It is quite a requested feature that I will definitely add, however, I have been messing around with so many projects and have little time. It would be nice to discuss it on discord or open an issue on github so we can figure out together the best strategy to implement it.

Have you already seen BatchedMesh and my batched-mesh-extensions library? If all instances shares the same material, you can use it.

There’s an official example

2 Likes

I know about BatchedMesh but it’s not supported in all browsers, so it doesn’t help in Firefox, which I care dearly about. Performance of that example is abysmal in Firefox. But I’m working on having a single material for all ships, and I hope they will support the batch extension at one point.

Ok, I got a solution that at least works for me.

At first I thought that just providing a ‘visibility’ buffer to the shaders to stop them as ‘early’ as possible (by using return in the vertex shader just on the first line of the main(), and discard just in the first line of the main() of the fragment shader) would do the trick. But much to my demise I found out that, at least in low-en hardware (integrated GPUs…), it made 0 difference performance wise, GPU usage didn’t change a bit :face_with_spiral_eyes:.

So I had to try a similar approach to what you @agargaro use in InstancedMesh2, recompute the list of the instances to draw every frame and fetch any necessary additional data by ‘indirect’ access in the shaders, avoiding the need to rearrange the rest of the buffers.

And yeah, it worked like a charm, considering the extra CPU overhead of evaluating those ‘renderingLists’ for each InstancedMesh (I have around 40 in my scene) and the extra overhead of using textures instead of instanced attributes in the GPU.

Sadly I not only rely on InstancedMeshes, but BatchedMeshes and also a lot on ‘batched’ Troika text (which uses neither of those, more like a huge merged geometry approach) so I can’t squeeze the whole performance gain I wish I could do.

For the BatchedMeshes using the native threejs perObjectFrustumCulled did the trick, but for the Troika texts I still have to investigate more and see if there is something to be done about it, for now they are sadly excluded from culling.

But I’m kinda happy with the result, on the typical Intel integrated GPU my app goes from 100% GPU utilization and around 30-50% frame drop to 70-80% GPU utilization and no frame drop when the camera is zoomed enough as to cull most of the vertices.

I still feel there is more to do there, there’s a surprisingly big amount of our customers that don’t have even a dedicated GPU on their system, so I have to try my best to give them the smoothest experience, I’m stubborn like that :slight_smile: .

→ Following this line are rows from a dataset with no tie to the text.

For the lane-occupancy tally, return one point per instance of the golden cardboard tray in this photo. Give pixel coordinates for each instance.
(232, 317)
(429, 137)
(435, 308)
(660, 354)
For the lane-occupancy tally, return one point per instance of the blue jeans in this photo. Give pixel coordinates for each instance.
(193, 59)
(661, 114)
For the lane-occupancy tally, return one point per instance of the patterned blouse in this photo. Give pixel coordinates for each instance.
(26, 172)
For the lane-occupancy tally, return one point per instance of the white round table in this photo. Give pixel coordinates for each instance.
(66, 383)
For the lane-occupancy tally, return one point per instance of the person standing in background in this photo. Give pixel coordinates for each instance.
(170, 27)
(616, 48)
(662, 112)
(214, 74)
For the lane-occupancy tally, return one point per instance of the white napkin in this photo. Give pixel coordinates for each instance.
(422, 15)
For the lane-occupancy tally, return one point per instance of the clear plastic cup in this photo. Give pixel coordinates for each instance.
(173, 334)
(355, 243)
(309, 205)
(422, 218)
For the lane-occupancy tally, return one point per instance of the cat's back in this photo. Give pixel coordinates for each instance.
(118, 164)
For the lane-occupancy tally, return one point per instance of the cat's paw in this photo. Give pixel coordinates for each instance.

Here’s a little video of what I finally came up with.
The 4 textures on the right of the red half-viewport rectangle represent, from top to bottom, the culling of the Teams > Folders > Links > Symbols (I perform culling only on those 4 high-level objects and then reuse that info across the necessary objects).
I’m reducing the viewport frustum to half to show you how the objects are culled. The teams and folders rectangles are controlled by threejs so you can’t see them appear/disappear as they use the full viewport for culling, but they are being culled too.
All the texts, rendered using Troika, are not culled as I mentioned :cry:

2 Likes

@agargaro FYI:

My bigger bottleneck is usually on the CPU, and specially when working with big arrays, v8/js is very picky with what is fast/slow depending on memory access and machine code optimizations.

Instead of working with a renderList object as you do I just chose to modify directly a buffer of instances ids, I just run something like this each frame:

  • this.cullingData is a reference to an array of the top level culled objects that is shared across many (around 10-15) children instanced meshes.
updateRenderList(){
        if(this.cullingData){
            let count = 0;
            for(let i = 0; i < this.elems.length ;i++){
                if (this.cullingData.array [ this.elemsGlobalInstanceId[i] ] && this.elemsVisibilities[ i ]){
                    this.instanceId!.array[count++] = i;
                }
            }
            this.count = count;

            this.instanceId!.needsUpdate = true;
        }
    }

As you see the code above is very similar to what you did in InstancedMesh2 lib, but at the same time a kinda different data architecture and execution stack :slight_smile: .

I think we are some of the few people in the community nowadays very focused on the performance of instancing/batching, so please ping me if I can be of any help, I will try to join your discord as you proposed too, just need a minute to try to get my head above water, I’m currently absolutely drowned in work with all this :weary_cat:.

Also I’ve been scratching my head a lot trying to think how to incorporate per-instance frustrum culling directly into Threejs InstancedMesh. I mean, if BatchedMesh has it why not InstancedMesh too? (I deeply think the APIs of both classes should converge sooner than later)
Even if it’s not the most efficient system, the one on BatchedMesh isn’t either…, so what could be the harm? :thinking:

1 Like

I think it is right not to add too much complexity to the main repository, there would be too much complex code to maintain.

Also the shaders would be different and there would be breaking changes

I created an external library for this :innocent:

2 Likes